C'est aussi judicieux de demander à l'enfant ce qu'il en pense, de lui montrer qu'il est un interlocuteur dans la famille parce que, "si on l'exclut, si on est en défaut de communication sur ce coup-là, cela peut avoir des conséquences sur toutes les communications familiales ultérieures".
Leur donner des repères didactiques
Pour les aider à mieux comprendre, ce peut être bien de leur donner des repères dans le temps et dans l'espace, de leur montrer sur une carte un aperçu de ce qu'est "daesh", sans rentrer dans les détails les plus sordides.
Est-ce que ça peut nous arriver à nous?
C'est important aussi de comprendre que les enfants sont peut-être préoccupés par autre chose que les adultes. Par exemple: "est-ce qu'ils pourraient venir dans notre maison?" Et recadrer, les rassurer à ce sujet.
Les parents peuvent aussi admettre qu'en tant qu'adultes, il y a des réponses qu'ils n'ont pas, qu'ils ne savent pas.
Mais sans les angoisser, tout en les rassurant quelque peu. ils peuvent par exemple expliquer que les militaires et les policiers qui patrouillent dans les rues, sont là pour nous protéger.
Est-ce que ça va encore se passer?
Type de réponse préconisée: "Et bien, écoute, je n'en sais rien, j'espère que non. Il y a des questions auxquelles nous n'avons pas de réponse. Mais la police et l'armée développent des systèmes de plus en plus efficaces pour éviter que cela arrive encore".

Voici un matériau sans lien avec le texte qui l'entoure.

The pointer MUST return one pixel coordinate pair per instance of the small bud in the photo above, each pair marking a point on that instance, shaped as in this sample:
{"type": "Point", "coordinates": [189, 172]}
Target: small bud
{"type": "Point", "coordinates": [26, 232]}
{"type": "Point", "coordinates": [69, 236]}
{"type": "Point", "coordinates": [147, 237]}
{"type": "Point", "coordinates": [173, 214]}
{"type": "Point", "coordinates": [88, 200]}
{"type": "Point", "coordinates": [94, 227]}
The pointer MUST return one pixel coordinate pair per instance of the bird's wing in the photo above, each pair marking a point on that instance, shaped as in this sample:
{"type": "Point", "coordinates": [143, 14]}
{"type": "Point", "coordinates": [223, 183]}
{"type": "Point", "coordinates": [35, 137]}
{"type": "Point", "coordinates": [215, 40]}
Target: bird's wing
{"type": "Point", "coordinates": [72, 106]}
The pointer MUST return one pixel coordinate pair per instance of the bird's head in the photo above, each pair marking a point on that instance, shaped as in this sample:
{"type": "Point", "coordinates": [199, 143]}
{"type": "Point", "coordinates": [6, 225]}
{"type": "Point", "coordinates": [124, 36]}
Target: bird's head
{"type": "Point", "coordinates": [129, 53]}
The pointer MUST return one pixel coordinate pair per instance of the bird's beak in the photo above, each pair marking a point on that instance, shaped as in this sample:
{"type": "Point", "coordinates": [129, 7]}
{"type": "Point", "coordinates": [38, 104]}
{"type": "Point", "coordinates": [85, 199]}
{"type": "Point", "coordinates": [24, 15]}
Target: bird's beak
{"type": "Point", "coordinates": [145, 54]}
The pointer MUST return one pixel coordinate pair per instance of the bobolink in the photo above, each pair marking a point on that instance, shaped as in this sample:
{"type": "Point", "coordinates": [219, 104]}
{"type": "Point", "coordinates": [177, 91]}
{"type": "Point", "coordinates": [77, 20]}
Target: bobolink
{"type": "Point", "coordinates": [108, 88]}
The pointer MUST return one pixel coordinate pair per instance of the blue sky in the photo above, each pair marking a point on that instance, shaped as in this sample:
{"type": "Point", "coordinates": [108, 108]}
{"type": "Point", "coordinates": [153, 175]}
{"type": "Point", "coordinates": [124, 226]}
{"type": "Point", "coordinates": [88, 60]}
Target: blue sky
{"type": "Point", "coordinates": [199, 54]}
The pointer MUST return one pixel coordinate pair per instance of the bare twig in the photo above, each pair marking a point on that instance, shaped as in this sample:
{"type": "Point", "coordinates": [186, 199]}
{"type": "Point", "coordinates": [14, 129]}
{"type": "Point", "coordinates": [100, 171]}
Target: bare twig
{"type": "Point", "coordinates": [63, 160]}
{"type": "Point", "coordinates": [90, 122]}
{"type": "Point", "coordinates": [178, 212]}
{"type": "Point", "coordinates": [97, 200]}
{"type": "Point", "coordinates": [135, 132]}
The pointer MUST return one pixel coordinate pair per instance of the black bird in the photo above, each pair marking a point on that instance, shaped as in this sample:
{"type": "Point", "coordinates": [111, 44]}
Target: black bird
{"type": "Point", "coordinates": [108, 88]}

Et s'ils ont des propos agressifs à l'égard de leurs petits condisciples musulmans?
C'est le rôle des parents de faire en sorte qu'il n'y ait pas de propos déplacés. N'hésitez pas à dire: "Ce qui s'est passé est horrible. La majorité du monde est scandalisée. La majorité des musulmans est aussi scandalisée que nous. Restons bien unis contre les terroristes, nous serons plus forts".
Faut-il les emmener dans des manifestations de solidarité?

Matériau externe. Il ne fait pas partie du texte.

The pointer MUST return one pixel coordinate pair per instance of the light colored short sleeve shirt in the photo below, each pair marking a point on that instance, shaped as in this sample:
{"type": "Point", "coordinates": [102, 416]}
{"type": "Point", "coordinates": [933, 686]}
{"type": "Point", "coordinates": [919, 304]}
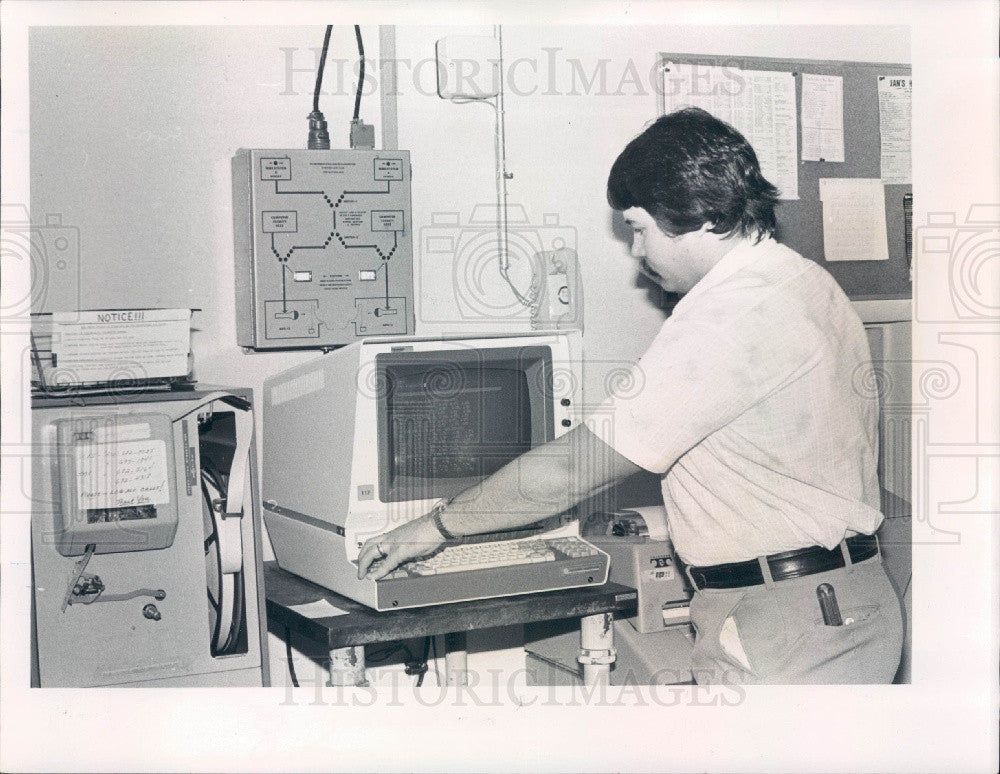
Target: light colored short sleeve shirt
{"type": "Point", "coordinates": [751, 404]}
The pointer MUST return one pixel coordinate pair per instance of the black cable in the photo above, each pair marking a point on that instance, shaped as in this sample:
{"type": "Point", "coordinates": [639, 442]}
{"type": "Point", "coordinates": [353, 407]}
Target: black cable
{"type": "Point", "coordinates": [361, 72]}
{"type": "Point", "coordinates": [288, 655]}
{"type": "Point", "coordinates": [322, 64]}
{"type": "Point", "coordinates": [427, 650]}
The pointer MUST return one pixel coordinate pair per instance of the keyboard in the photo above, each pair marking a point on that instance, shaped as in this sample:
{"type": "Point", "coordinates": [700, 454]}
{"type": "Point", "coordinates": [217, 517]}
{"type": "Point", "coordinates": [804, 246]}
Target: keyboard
{"type": "Point", "coordinates": [477, 556]}
{"type": "Point", "coordinates": [500, 568]}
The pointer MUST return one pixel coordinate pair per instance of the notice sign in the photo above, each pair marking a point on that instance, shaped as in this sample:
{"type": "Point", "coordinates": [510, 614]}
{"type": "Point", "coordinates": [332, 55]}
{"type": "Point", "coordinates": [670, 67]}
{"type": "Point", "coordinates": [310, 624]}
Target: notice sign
{"type": "Point", "coordinates": [122, 345]}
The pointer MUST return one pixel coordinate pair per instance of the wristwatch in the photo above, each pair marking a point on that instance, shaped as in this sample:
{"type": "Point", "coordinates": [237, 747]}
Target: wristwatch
{"type": "Point", "coordinates": [435, 515]}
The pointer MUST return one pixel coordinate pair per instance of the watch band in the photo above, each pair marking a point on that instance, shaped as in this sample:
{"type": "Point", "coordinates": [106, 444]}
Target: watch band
{"type": "Point", "coordinates": [436, 512]}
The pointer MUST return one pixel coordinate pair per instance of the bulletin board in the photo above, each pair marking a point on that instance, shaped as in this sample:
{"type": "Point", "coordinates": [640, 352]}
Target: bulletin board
{"type": "Point", "coordinates": [800, 221]}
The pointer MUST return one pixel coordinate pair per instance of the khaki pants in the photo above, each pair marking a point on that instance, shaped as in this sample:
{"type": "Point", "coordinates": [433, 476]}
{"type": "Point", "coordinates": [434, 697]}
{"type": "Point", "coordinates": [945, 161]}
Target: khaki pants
{"type": "Point", "coordinates": [774, 633]}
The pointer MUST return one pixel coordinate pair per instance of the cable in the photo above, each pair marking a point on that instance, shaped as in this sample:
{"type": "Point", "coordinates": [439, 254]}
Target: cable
{"type": "Point", "coordinates": [319, 137]}
{"type": "Point", "coordinates": [361, 71]}
{"type": "Point", "coordinates": [437, 675]}
{"type": "Point", "coordinates": [427, 648]}
{"type": "Point", "coordinates": [322, 65]}
{"type": "Point", "coordinates": [500, 156]}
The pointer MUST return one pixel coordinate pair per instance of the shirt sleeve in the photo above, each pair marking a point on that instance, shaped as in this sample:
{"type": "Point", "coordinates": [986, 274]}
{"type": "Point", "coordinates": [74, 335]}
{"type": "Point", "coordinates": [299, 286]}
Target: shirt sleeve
{"type": "Point", "coordinates": [701, 372]}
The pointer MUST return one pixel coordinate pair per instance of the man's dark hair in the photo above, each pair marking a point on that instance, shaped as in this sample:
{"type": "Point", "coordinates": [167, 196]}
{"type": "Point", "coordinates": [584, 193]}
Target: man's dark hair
{"type": "Point", "coordinates": [689, 168]}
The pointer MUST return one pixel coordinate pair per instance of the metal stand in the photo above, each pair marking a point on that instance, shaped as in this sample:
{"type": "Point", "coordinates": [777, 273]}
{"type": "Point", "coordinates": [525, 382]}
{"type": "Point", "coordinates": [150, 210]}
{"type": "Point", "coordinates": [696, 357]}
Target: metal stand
{"type": "Point", "coordinates": [347, 667]}
{"type": "Point", "coordinates": [597, 648]}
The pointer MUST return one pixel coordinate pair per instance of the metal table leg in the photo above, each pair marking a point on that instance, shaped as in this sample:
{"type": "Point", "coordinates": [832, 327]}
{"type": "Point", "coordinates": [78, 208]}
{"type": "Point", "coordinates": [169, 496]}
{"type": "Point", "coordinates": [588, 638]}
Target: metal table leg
{"type": "Point", "coordinates": [347, 666]}
{"type": "Point", "coordinates": [597, 648]}
{"type": "Point", "coordinates": [456, 666]}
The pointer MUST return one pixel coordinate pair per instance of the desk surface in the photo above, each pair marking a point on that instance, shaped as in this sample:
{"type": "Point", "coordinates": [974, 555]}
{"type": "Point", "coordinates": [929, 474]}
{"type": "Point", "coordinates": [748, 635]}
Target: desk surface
{"type": "Point", "coordinates": [362, 625]}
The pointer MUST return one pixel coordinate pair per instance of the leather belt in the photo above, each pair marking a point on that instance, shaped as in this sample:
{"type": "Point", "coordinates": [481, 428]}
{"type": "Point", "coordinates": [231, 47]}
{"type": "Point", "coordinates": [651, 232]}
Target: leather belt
{"type": "Point", "coordinates": [784, 566]}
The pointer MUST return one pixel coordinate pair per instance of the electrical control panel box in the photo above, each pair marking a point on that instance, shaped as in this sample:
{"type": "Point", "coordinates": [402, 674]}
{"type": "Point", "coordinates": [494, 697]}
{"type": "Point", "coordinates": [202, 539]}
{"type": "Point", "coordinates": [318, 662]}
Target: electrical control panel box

Les enfants sont en première ligne. Bien sûr qu'il faut les associer si nous participons à un mouvement de solidarité. Ils en seront gratifiés et cela leur donnera davantage confiance en l'avenir et dans les autres êtres humains.
Faire passer un message positif aussi
Faire valoir que, à côté de ces terroristes, c'est bon de voir à quel point les gens réagissent solidairement, peuvent s'entraider et en profiter pour promouvoir de telles valeurs afin de rendre le monde meilleur.
Des conseils selon les âges
Avec des enfants de moins de 6 ans
En rester à l'information, sans montrer trop d'images. Parler de ce qui s'est passé en disant que c'est grave pour tout le pays, que cela nous touche et nous émeut. Mais ces enfants doivent percevoir que les adultes sont là pour les protéger et que tout le pays s'organise pour protéger tous les habitants.
Avec des enfants un peu plus grands (jusqu'à 10-12 ans)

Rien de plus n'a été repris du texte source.